Hi Chris,
1)
there are two aspects here that are often confused; coherently spatially changing mean value, and spatial correlation; with just one realisation of the field, one can't really tell those apart, and one has to use ones modelling choices to get the kind of information one is interested in. Sometimes, it's enough to include the covariate in the predictor (i.e. controlling the mean value), but if one truly needs it to control the dependency structure (i.e. to _decouple_ the values at high and low elevation) one needs to enter it as covariates in the dependence structure. In your case, you likely need both.
The inla.sdpe2.matern() model constructor allows you to include covariates evaluated at the mesh nodes, e.g. if elevation is available as a terra raster:
library(inlabru)
elev_on_mesh <- eval_spatial(elevation, mesh$loc)

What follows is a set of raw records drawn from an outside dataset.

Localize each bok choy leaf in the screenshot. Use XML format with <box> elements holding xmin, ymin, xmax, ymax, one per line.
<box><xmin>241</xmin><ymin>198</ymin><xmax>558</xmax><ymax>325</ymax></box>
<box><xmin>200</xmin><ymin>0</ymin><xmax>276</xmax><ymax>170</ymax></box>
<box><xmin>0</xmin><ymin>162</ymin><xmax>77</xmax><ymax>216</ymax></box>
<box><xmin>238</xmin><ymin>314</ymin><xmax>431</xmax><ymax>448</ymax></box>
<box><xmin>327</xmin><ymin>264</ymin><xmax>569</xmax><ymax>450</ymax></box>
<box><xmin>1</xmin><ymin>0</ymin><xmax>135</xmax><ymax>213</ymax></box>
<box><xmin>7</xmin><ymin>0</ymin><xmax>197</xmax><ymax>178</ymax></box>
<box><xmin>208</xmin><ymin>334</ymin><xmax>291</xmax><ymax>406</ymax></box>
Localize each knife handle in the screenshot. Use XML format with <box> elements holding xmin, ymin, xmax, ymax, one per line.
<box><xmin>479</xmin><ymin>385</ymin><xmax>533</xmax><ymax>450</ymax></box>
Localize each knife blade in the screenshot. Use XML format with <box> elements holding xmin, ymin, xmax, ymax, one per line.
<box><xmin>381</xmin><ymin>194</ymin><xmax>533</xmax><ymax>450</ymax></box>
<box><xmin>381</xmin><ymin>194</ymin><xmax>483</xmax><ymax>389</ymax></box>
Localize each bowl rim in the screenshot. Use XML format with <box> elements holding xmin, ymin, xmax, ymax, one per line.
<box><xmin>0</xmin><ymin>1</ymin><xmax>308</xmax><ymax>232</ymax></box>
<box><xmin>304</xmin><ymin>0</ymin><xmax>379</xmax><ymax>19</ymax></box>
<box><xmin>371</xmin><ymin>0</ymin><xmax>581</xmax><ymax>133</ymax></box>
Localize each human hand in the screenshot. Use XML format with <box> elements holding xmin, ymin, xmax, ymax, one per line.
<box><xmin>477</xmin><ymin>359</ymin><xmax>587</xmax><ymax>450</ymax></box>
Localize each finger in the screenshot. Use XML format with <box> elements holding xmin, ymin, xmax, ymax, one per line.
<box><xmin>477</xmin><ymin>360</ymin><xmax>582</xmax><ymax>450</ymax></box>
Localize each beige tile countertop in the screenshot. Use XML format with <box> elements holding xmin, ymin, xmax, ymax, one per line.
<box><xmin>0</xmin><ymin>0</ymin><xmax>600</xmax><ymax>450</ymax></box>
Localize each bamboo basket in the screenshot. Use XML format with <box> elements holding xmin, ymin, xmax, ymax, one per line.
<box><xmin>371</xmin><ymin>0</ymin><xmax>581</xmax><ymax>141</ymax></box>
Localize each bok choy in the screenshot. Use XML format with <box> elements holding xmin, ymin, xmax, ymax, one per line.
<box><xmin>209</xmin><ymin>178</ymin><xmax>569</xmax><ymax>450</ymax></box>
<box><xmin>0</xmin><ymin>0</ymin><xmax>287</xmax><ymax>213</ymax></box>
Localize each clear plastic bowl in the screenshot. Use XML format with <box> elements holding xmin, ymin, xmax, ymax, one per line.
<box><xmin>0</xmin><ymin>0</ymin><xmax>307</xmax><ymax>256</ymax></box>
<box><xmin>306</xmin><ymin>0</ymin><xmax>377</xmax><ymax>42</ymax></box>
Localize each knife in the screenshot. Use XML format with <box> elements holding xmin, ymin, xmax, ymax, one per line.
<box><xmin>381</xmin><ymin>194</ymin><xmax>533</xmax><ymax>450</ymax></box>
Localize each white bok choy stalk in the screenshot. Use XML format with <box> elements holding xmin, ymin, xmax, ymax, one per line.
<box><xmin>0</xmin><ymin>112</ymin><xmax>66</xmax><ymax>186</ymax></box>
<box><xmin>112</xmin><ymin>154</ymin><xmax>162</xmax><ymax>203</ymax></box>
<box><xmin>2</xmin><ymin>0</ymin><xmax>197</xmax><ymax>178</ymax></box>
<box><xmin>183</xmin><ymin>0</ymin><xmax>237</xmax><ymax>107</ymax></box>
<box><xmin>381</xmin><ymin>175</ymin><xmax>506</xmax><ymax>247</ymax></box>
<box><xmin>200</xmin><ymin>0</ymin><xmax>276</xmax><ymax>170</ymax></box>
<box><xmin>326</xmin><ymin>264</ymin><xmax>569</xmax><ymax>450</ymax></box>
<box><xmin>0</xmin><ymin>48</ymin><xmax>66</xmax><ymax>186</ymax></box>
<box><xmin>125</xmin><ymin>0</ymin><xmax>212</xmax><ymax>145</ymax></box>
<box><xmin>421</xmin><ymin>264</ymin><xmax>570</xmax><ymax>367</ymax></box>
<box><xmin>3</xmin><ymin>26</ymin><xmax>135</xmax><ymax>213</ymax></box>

spde <- inla.spde2.matern(mesh, alpha = 2, B.tau = cbind(0, 1, elev_on_mesh, 0, 0), B.kappa = cbind(0, 0, 0, 1, elev_on_mesh))

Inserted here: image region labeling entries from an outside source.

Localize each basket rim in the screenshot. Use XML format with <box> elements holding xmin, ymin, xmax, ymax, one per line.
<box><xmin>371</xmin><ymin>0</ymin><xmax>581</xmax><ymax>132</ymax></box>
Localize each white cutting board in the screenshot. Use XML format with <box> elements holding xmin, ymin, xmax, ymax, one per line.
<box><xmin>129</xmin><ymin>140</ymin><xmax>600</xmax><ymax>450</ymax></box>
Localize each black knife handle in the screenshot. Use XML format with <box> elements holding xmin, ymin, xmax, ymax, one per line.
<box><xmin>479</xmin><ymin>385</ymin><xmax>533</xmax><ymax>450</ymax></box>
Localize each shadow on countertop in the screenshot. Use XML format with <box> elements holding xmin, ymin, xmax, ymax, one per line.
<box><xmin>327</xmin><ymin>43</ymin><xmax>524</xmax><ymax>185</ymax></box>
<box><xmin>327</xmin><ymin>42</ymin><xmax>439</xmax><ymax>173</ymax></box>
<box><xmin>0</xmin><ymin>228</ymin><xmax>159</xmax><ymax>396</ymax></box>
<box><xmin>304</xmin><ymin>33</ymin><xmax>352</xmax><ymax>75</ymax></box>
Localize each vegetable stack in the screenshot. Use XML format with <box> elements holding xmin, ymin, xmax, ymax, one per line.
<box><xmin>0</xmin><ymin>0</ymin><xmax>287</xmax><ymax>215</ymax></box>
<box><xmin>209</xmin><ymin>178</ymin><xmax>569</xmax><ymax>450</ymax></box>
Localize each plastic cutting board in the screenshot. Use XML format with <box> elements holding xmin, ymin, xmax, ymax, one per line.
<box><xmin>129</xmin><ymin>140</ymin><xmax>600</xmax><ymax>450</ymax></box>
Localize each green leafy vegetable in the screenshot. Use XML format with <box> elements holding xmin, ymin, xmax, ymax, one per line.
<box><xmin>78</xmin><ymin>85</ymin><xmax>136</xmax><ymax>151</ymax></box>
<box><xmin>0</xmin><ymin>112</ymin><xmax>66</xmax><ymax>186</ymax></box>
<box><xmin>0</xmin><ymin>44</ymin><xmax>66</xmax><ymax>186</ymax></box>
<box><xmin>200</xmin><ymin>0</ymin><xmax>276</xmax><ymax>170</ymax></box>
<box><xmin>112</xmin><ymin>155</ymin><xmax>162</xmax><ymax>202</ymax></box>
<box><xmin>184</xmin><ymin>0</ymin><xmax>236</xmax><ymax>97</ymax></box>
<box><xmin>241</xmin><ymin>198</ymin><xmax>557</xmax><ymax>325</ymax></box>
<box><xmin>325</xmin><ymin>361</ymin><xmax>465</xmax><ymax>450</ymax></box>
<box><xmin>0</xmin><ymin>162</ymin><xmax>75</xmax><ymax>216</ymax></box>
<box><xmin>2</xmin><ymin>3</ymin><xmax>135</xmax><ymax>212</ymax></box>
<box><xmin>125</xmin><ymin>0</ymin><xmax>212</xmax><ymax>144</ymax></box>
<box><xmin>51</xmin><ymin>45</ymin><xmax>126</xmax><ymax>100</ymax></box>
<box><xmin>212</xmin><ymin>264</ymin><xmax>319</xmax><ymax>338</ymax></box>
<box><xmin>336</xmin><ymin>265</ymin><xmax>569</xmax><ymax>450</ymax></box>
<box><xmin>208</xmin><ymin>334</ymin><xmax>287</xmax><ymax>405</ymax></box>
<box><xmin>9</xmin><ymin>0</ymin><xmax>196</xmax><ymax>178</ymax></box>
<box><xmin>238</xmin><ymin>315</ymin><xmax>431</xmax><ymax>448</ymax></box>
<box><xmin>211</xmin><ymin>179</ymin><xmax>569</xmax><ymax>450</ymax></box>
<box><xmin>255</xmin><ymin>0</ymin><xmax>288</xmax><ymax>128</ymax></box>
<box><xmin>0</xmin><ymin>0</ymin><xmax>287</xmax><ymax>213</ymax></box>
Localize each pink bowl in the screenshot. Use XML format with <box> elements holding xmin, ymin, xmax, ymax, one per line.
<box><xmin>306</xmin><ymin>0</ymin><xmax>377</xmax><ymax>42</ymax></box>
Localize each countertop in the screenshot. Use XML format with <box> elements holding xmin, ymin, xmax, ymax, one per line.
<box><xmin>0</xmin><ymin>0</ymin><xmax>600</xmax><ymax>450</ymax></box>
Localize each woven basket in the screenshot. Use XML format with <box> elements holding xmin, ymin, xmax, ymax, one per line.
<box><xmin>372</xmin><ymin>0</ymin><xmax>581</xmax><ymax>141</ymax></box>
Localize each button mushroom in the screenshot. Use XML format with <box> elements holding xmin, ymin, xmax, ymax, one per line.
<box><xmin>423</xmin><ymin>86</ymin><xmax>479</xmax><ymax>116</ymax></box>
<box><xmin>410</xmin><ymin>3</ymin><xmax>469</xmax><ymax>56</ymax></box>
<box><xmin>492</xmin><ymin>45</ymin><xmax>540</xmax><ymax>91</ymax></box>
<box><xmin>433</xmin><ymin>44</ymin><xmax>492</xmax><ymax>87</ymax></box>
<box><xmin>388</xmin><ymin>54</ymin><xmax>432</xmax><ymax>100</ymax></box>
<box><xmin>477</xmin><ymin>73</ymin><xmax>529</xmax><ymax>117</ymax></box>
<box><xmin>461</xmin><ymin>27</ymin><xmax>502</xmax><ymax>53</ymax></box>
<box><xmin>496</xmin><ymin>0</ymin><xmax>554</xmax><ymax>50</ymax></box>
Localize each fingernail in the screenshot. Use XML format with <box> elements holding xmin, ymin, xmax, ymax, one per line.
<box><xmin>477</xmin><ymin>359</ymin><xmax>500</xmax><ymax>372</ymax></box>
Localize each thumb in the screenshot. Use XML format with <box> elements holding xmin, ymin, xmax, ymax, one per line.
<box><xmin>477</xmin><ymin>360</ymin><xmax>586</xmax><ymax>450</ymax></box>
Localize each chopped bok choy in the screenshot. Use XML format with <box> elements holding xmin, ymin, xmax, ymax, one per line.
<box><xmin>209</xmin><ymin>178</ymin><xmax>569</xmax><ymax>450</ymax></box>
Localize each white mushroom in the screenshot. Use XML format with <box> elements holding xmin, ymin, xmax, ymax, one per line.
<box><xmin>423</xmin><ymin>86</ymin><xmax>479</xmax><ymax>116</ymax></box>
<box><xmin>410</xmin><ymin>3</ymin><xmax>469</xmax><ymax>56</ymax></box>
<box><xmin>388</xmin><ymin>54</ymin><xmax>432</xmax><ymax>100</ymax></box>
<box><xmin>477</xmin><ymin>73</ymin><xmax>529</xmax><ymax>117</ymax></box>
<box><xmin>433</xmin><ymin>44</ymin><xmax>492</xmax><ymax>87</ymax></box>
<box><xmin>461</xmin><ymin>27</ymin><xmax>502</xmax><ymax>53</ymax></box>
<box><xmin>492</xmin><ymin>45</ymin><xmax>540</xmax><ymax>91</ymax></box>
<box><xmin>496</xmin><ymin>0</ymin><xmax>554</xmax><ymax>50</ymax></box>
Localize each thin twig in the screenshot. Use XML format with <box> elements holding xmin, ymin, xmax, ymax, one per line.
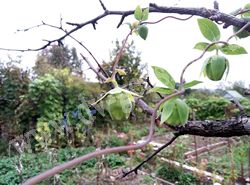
<box><xmin>111</xmin><ymin>29</ymin><xmax>133</xmax><ymax>79</ymax></box>
<box><xmin>142</xmin><ymin>15</ymin><xmax>193</xmax><ymax>24</ymax></box>
<box><xmin>80</xmin><ymin>53</ymin><xmax>107</xmax><ymax>81</ymax></box>
<box><xmin>99</xmin><ymin>0</ymin><xmax>107</xmax><ymax>11</ymax></box>
<box><xmin>226</xmin><ymin>22</ymin><xmax>250</xmax><ymax>42</ymax></box>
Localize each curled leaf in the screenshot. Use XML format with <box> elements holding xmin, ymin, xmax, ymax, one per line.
<box><xmin>138</xmin><ymin>26</ymin><xmax>148</xmax><ymax>40</ymax></box>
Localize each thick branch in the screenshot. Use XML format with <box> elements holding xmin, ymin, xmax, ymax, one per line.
<box><xmin>176</xmin><ymin>118</ymin><xmax>250</xmax><ymax>137</ymax></box>
<box><xmin>136</xmin><ymin>99</ymin><xmax>250</xmax><ymax>137</ymax></box>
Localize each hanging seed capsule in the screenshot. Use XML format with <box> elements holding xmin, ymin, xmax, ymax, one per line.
<box><xmin>203</xmin><ymin>55</ymin><xmax>229</xmax><ymax>81</ymax></box>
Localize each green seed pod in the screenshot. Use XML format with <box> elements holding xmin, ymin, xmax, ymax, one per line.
<box><xmin>233</xmin><ymin>17</ymin><xmax>250</xmax><ymax>39</ymax></box>
<box><xmin>105</xmin><ymin>92</ymin><xmax>134</xmax><ymax>121</ymax></box>
<box><xmin>161</xmin><ymin>98</ymin><xmax>189</xmax><ymax>125</ymax></box>
<box><xmin>203</xmin><ymin>55</ymin><xmax>229</xmax><ymax>81</ymax></box>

This lets both tau and kappa vary across space. Also see
https://www.jstatsoft.org/article/view/v063i19 for more details on the parameterisation, and how to reparameterise the model to be more interpretable, in terms of log(
std.dev.) and log(range) instead of the less directly interpretable tau and kappa parameters.
The above is just a simple example of how to write the code. In your problem, it's more likely that you want kappa to depend on the magnitude of the _slope_ of the elevation field, so that a large slope allows it to locally have a short correlation length, which has the effect of decoupling areas of low and high elevation. (this would be a "soft" version of the "barrier" model, which is discussed elsewhere)
2) There is support for full 3D tetrahedralisations (fmesher::fm_mesh_3d()), but that is unlikely to be helpful in your case, and is more suited for e.g. 3D seismology etc.
3) If the covariates are highly correlated, then you'll get confounding in the estimates, yes. There's no universal solution to that.
You will be ba able to see in the estimates if it is a problem, e.g. if the effect of each individual component has a large posterior predictive standard deviation, but the combined predictions have reasonable std.ev.; that would mean that the estimates are negatively correlation, which is what one would expect in a confounded situation. (This often happens between the intercept and spde components as well; in those cases, just focus on their combined effect instead of attempting to interpret the individual effects).